Ivo Bastos, Rodrigo Santos e Ricardo Alves. Juntos formam um dos grupos mais divertidos (lá está a comédia!) do panorama teatral da cidade do Porto (se já lhes conhecem o humor, experimentem perguntar o que cada um acha de cada qual!). São os Palmilha Dentada, “’palmilha’ vem de palmilhar porque já sabia que dificilmente teríamos casa e a ideia sempre foi ser um grupo de digressão; ‘dentada’ de roda dentada, de mecanismos, porque porque sempre me agradou a ideia de um teatro apoiado em cenografia”. Ricardo Alves via gtalk dias depois da conversa. “Mas principalmente porque gostei da sonoridade e estranheza do nome”. (pergunta que ficou por fazer porque o “senhor Bastos” interrompeu com a histórias das borboletas que teimam em não deixar o local onde trabalha… mas já lá vamos!).

O encontro

Voltemos ao local do crime (onde todas as noites, ainda hoje e até 15 de Novembro, procuram dar a conhecer a “Norma” que nos deve valer!). Sala Estúdio Latino. Teatro Sá da Bandeira. Rodrigo Santos, o actor do bigode. Ivo Bastos, o actor da barba. Ricardo Alves, o encenador. (ou, numa outra versão, Rodrigo Santos, o actor que não gosta de holofotes; Ivo Bastos, o actor que até foi a casa mudar de camisa para a sessão fotográfica; e Ricardo Alves, o encenador que tenta (in)disciplinar tudo!). Fim de tarde de quinta-feira, a poucas horas de mais um espectáculo, “Norma”, “uma peça sobre o aumento do cepticismo na sociedade actual” – lê-se no blogue, até porque “Jesus Cristo disse “Abençoados os que crêem sem ver”. Respeitamos, mas venham ver na mesma”. Em cena até 15 de Novembro – e atenção Lisboa, de 3 a 13 de Dezembro, na Casa da Comédia (lá está, não há volta a dar!).

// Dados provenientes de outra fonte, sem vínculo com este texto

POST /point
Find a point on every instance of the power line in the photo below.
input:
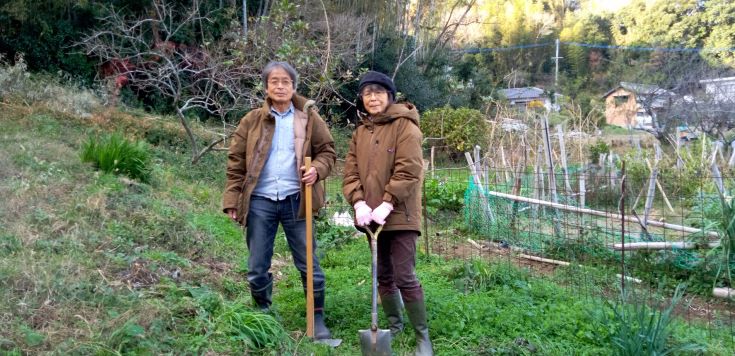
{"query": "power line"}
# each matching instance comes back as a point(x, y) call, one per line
point(593, 45)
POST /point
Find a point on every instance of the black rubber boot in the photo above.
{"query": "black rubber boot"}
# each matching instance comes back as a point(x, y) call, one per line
point(262, 298)
point(393, 308)
point(320, 329)
point(416, 311)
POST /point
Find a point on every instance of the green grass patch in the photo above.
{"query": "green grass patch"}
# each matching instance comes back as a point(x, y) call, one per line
point(115, 154)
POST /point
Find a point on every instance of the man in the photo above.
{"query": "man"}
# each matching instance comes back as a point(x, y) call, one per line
point(266, 178)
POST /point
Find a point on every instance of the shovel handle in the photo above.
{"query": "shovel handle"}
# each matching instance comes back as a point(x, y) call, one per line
point(309, 258)
point(374, 250)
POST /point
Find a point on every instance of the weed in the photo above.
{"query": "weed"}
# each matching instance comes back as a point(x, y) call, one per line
point(332, 236)
point(640, 330)
point(444, 195)
point(114, 154)
point(255, 329)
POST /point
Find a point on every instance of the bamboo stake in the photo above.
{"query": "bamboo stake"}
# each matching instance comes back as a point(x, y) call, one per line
point(603, 214)
point(483, 197)
point(432, 161)
point(723, 292)
point(651, 188)
point(582, 187)
point(536, 184)
point(679, 161)
point(552, 179)
point(545, 260)
point(563, 155)
point(663, 245)
point(661, 189)
point(478, 164)
point(309, 258)
point(632, 279)
point(505, 165)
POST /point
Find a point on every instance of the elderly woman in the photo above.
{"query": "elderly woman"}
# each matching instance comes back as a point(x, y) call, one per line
point(382, 180)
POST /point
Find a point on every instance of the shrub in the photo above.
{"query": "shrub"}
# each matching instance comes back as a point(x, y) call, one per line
point(17, 83)
point(442, 195)
point(598, 148)
point(115, 154)
point(641, 330)
point(461, 128)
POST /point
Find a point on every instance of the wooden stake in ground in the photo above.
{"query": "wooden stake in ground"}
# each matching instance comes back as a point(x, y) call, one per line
point(563, 156)
point(660, 189)
point(309, 259)
point(552, 179)
point(480, 189)
point(432, 161)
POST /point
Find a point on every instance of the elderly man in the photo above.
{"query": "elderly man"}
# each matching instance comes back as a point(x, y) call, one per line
point(266, 178)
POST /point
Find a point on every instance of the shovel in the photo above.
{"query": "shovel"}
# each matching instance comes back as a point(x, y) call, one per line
point(310, 268)
point(374, 341)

Vamos à conversa. À formação. “Eu tinha saído do Teatro Art’Imagem há três ou quatro anos e queria criar uma companhia, andei à procura das pessoas com quem trabalhar. Tive azar, saíram-me estes dois”, graceja Alves. Contrapõe Bastos: “Este ‘gajo’ conheceu-me porque eu tinha jeito para a electricidade e electrifiquei uma aldeia de gonomos. E ele não conduz, contratava-me para motorista”.

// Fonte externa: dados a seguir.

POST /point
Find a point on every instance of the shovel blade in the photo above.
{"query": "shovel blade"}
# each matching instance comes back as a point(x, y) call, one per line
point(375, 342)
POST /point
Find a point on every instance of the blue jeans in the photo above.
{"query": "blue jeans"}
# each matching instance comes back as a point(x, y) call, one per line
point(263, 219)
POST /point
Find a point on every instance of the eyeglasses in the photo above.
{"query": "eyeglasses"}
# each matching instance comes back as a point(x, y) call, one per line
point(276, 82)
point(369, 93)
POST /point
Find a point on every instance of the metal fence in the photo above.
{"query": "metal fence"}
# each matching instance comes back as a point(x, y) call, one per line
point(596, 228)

Decidido a criar a companhia, depois de ter trabalhado com outros nomes, lá se chega ao núcleo de três, com afinidades e vontades em comum. “Foi ideia inicial criar uma coisa mais pequena. Também sejamos realistas, não íamos criar uma companhia com 20 pessoas, senão não íamos a lado nenhum”, revela Ricardo Alves. Ainda hoje continuam a ser três. “É um modelo de três mais as esferas de influência”. Ou “uma democracia musculada”, como diz Ivo Bastos. A verdade é que ouvem a opinião daqueles que trabalham com eles, mas quando necessitam de tomar a coisa resume-se aos três.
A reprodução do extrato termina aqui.